A visiting teacher and his class gaze at the compactor

At Barston, there’s no smell, but there are flies. Clouds of them, bigger than gnats, dive-bombing our heads. In summer, it’s worse, says Michaela, who has worked for Severn Trent for years and who, when given a choice between retirement or moving into the education department, jumped at the latter chance. She’s proud that, of England’s 10 water authorities, only Severn Trent Water has poured money into education. The water companies are required in their operating license to have an educational component, but only Severn Trent Water spends $250,000 or more each year on teachers’ salaries alone.

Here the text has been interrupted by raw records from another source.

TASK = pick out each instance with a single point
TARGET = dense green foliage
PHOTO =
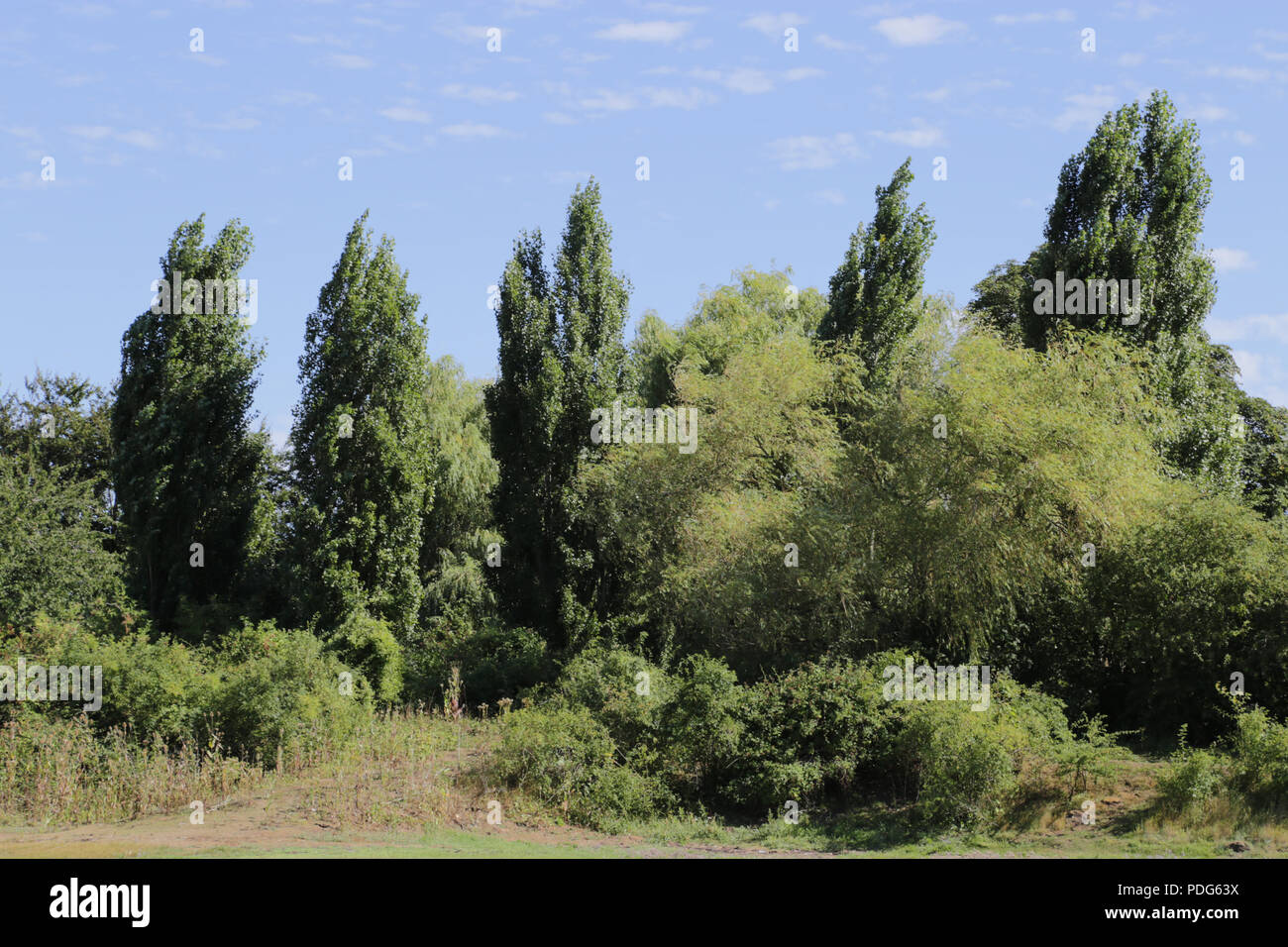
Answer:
(185, 467)
(362, 460)
(1089, 508)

The CEO thinks elementary-school children might work for the company after they graduate from college. Certainly, the children of Balsall Primary School show none of the usual bored-on-school-trips symptoms. They troop when asked to troop, they listen when being educated, they peer at the canal taking the cleaned effluent into the river system, and they have enough curiosity after an hour in the cold to ask questions.

This isn’t to say they’re enlightened. They may know what a microorganism is and does, but the concept that No. 1s and No. 2s, as they call them, carry on existing once they’ve left the toilet bowl is a revelation. There is still plenty to be learned back in the classroom in the form of sewage soup.

Smith has had to leave, and Derek, the boss of the education department, has stepped in. He’s going to make “sewage soup.” In this exercise, a tank full of tap water gets dirtier and dirtier as the children think of things they’ve put down the drain and toilet that day and add them to the tank. Shampoo, soap, toothpaste, washing powder, rice, salt. “A No. 1,” says one child, before grimacing as she pours what she thinks is urine into the tank (it’s diluted lime juice). Toward the end, someone finally volunteers “a No. 2,” plopping it into the tank with cries of distaste from the class, who think it’s real (it’s Weetabix soaked in water). When it’s the turn of Nelson, a preposterously good-looking 10-year-old, he suggests a chocolate bar wrapper, because he flushed one down the toilet that morning. “You did what?” says Derek. “I don’t know whether to let you have a go or to clout you.”

Nelson’s ignorance is only normal. He does what most of us do: He flushes and forgets. He didn’t know before today that a hosepipe uses two and a half gallons of water a minute, or that oil clogs sewers, or that chocolate wrappers shouldn’t be flushed. He’s a child of his throwaway time.      

Before the class leaves, I ask Nelson if he’d still throw a candy wrapper down the toilet. He says yes. I tell him I’ve been down a sewer and that it’s not very nice, and how would he feel if he had to go and fetch the wrapper and clean the water? The admonishment sinks into Nelson’s brain like oil into a sedimentation tank. He grins like an imp. “I’d send my brother.”